Friday, February 01, 2008

television will cure all

Yesterday I failed to report that I learned by watching Sudden Death that if you don't just kill the bad guys like Jack Bauer does, they will feel better right at the end of the movie and kidnap your bespectacled little girl. Then, after you extract her from their clutches and shoot them, they will slowly fly their getaway helicopter tail-first onto the ice of the hockey arena where they were holding the Vice President hostage during the Stanley Cup.

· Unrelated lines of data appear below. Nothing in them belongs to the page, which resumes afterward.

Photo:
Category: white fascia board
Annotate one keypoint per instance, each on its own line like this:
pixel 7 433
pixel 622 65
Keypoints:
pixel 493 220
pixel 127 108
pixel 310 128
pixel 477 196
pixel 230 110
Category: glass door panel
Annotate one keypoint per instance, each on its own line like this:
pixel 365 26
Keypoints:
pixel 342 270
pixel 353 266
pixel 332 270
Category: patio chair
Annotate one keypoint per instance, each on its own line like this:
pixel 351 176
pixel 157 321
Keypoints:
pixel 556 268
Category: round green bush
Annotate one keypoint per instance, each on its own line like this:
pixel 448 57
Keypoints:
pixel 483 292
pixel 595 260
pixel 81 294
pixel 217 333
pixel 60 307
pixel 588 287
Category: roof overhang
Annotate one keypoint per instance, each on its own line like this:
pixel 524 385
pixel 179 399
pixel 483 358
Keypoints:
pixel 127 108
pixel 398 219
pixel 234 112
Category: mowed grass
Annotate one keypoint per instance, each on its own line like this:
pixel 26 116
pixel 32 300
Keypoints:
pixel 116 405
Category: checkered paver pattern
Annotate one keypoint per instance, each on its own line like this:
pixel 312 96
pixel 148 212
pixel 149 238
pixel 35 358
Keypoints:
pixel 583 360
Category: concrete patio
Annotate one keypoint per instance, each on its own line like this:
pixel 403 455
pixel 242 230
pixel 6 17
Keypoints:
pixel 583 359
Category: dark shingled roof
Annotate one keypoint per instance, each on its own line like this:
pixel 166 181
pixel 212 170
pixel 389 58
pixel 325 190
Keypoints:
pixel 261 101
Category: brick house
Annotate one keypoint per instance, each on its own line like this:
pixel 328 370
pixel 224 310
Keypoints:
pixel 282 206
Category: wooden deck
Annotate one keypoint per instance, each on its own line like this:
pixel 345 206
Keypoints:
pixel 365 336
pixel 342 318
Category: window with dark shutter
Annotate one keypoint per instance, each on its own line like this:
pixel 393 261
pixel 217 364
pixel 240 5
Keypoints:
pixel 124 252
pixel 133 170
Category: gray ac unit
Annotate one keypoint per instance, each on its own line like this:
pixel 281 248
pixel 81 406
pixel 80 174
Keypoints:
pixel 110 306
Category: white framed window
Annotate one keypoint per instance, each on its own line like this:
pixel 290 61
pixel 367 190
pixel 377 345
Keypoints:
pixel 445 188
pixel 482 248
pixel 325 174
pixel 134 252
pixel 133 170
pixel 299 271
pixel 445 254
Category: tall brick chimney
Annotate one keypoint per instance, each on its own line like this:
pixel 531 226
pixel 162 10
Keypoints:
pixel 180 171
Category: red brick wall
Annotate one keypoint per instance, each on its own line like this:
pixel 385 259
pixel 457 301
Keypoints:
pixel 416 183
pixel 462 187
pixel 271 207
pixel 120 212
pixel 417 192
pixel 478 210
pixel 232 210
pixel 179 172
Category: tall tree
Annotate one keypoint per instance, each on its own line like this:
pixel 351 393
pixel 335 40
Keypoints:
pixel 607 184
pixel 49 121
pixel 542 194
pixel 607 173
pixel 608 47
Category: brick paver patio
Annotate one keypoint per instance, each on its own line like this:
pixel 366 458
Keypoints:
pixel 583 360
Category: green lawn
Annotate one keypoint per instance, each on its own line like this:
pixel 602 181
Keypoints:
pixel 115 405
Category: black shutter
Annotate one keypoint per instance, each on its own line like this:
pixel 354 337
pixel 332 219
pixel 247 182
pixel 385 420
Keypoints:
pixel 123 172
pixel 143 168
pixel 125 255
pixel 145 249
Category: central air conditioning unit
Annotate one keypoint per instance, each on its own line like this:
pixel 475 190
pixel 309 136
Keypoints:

This helicopter flew so straight, you'd think it had been hung by the nose from a crane.

I think the whole point of having a perfectly good looking little girl wear enormous nerd glasses was so we could watch the helicopter explosion reflected in them.

Today I learned that: In quotes of the day, here's one I missed on January 13:
Michael German, the ACLU's national security policy expert and a former FBI agent, said: "It seems the telecoms, who are claiming they were just being 'good patriots' when they allowed the government to spy on us without warrants, are more than willing to pull the plug on national security investigations when the government falls behind on its bills."
And here's one from the 27th from a young man who stuck his tongue to a flagpole like the kid in A Christmas Story:
"I decided to try it because I thought all of the TV shows were lies, but turns out I was wrong," Gavin said.